Compensatory Arrangements of Certain Officers.


As previously reported, on December 3, 2021, the Board of Directors of GATX Corporation ("GATX" or the "Company") appointed Robert C. Lyons to the position of Chief Executive Officer and President, effective April 22, 2022 upon the retirement of Brian A. Kenney, the current Chairman, CEO and President. Mr. Lyons is currently Executive Vice President and President of the Company's Rail North America business. Mr. Kenney is expected to continue to serve on GATX's Board of Directors as non-executive Chairman until October 31, 2022. On January 28, 2022, the Compensation Committee of the Board of Directors approved changes to Mr.

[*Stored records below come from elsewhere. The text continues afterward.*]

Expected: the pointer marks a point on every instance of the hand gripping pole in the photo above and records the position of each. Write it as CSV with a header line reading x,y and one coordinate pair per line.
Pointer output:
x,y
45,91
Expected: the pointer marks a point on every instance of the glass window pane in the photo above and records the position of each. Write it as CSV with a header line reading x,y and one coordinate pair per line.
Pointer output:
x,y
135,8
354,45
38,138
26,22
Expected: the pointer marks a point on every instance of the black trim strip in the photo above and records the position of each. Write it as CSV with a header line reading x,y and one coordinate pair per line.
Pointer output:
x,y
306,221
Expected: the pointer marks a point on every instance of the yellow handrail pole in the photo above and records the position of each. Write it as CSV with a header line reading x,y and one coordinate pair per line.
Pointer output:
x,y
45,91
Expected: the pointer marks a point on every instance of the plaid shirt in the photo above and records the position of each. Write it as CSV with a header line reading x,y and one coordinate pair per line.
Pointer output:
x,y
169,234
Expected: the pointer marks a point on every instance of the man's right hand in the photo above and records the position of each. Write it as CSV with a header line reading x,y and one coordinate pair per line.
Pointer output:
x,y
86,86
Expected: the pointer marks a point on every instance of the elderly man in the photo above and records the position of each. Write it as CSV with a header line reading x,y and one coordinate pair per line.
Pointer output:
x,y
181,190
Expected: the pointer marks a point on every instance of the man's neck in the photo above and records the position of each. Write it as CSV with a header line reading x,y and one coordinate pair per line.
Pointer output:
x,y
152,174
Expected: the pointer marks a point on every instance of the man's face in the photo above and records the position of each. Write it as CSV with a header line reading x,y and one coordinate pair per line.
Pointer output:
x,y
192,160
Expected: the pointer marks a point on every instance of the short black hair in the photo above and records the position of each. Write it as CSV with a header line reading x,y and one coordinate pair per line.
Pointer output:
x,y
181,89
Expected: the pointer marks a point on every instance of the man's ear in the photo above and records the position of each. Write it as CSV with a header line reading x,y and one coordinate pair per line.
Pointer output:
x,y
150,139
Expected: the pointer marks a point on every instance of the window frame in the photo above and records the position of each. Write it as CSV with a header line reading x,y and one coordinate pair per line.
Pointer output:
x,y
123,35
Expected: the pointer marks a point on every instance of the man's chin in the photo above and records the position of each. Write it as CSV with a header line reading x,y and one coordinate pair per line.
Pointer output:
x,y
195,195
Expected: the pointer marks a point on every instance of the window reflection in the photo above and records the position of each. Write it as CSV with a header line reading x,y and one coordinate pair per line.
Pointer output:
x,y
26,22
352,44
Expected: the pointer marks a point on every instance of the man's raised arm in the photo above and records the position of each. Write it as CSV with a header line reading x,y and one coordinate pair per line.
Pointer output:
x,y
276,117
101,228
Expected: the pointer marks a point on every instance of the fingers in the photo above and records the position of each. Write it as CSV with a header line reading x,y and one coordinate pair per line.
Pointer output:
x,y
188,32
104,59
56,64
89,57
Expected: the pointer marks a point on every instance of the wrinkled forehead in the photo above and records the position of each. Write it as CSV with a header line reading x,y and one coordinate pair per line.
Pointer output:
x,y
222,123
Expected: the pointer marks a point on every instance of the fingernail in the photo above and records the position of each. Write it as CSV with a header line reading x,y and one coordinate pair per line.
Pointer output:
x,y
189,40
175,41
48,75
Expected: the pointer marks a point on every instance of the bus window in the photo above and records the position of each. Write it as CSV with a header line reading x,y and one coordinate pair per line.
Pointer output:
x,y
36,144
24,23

Lyons' base salary, target bonus and target long-term incentive opportunity in connection with his promotion and set Mr. Kenney's compensation as non-executive Chairman.


Effective April 22, 2022, Mr. Lyons' base salary will increase to $800,000 from $597,100, and his target bonus will increase to 100% of base salary from 70%. In making its regular, annual grants of long-term incentive awards on January 28, 2022, the Compensation Committee used a target value of $3,000,000 for Mr. Lyons' awards, an increase from the target value of $950,000 used in 2021.


For his service as non-executive Chairman following his retirement on April 22, 2022, Mr. Kenney will receive cash compensation at the annual rate of $150,000. That amount will be pro-rated for the approximately six-month period Mr. Kenney is expected to serve.


In addition, on January 28, 2022, the Compensation Committee approved a Leadership Recognition Award for Thomas A. Ellman, the Company's Executive Vice President and Chief Financial Officer. The award consists of a grant of 3,960 restricted stock units having a grant date value equal to $400,000 pursuant to the form of Restricted Stock Unit Agreement attached hereto as Exhibit 10.1. These restricted stock units will vest 25% on the one year anniversary of the date of grant and 75% on the third anniversary of the grant, subject to continued employment with the Company. Mr. Ellman also entered into a Confidential Information, Non-Competition, and Non-Solicitation Agreement in the form attached hereto as Exhibit 10.2, pursuant to which he agreed that during employment and for a period equal to the shorter of (i) the 12-months immediately following the termination of his employment for any reason other than a termination by GATX without cause or by the executive for good reason, or (ii) until January 28, 2026 he will not compete with GATX or solicit customers or employees of GATX, in addition to covenanting not to use or disclose GATX confidential information.